Normally most ecommerce backups are CSV. Those are easy to map into a relational DB like MySQL because I can essentially just say all the DB columns map to all the CSV columns 1 to 1. I’ve done this a lot.
XML is a different beast because it’s not two dimensional and it can have unique data and attributes on any given node. And it can have many levels in the subtree.
There is no 1-to-1 mapping here. If I use MySQL, an XML file would have to become multiple tables and I’d have to build in the relationships manually between them.
My question is, are there any systems that can directly convert an XML into a DB format of some kind? Either by creating multiple tables, or by using a different DB entirely, such as a graph-based or document-based DB.
The end goal is to get dozens of XMLs into a single DB so I can build a frontend around it for doing lookups and searches and even reports.
You need to learn about XML schemas as in XML Schema Tutorial. There are also the older DTD things. You are right that XML can be unpredictable but there is probably a schema for the XML files and then the data is likely to be organized in a manner that can be imported. Many databases can process XML files like that. I think there are utilities that can be used to create schemas if the data is in a consistent format that can be recognized.

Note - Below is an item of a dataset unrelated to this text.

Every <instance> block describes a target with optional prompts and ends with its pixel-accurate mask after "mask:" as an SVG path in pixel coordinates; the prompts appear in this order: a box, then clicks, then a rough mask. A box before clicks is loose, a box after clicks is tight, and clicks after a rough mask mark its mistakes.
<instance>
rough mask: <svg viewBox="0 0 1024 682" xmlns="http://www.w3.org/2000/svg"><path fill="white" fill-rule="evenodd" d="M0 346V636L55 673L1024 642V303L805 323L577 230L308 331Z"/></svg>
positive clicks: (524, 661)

There are many alternative possibilities. There is something called XML transformations and it is possible to convert XML to CSV format but you need to convert the equivalent of each table to a separate CSV file, as I am sure you already understand.
I can understand wanting to avoid analyzing the data but you probably must do that. It might seem to be overwhelming to do but be stubborn (presistent) and you will succeed.
The most elegant solution would be to create a structure of tables and relationships for your xml data in a database and move it there. But it would be difficult to do if the xml structure is very complex or unpredictable.
An alternative might be a database with some xml support. For example, Postgres has an xml type and a bunch of xml functions to work with it. So you might have a table where you store an xml file per record in a single xml field and use xml functions for searches, reports, etc. You might also index certain search types for speed using function indexes.
Then you can simply move the xml files to the database without any conversions - you will only need to think about general organizational structure, for example, I wouldn’t put xml files of completely unrelated data into the same field of a table - like orders, clients, etc. - if they are separate xml files then I’d put them into separate tables.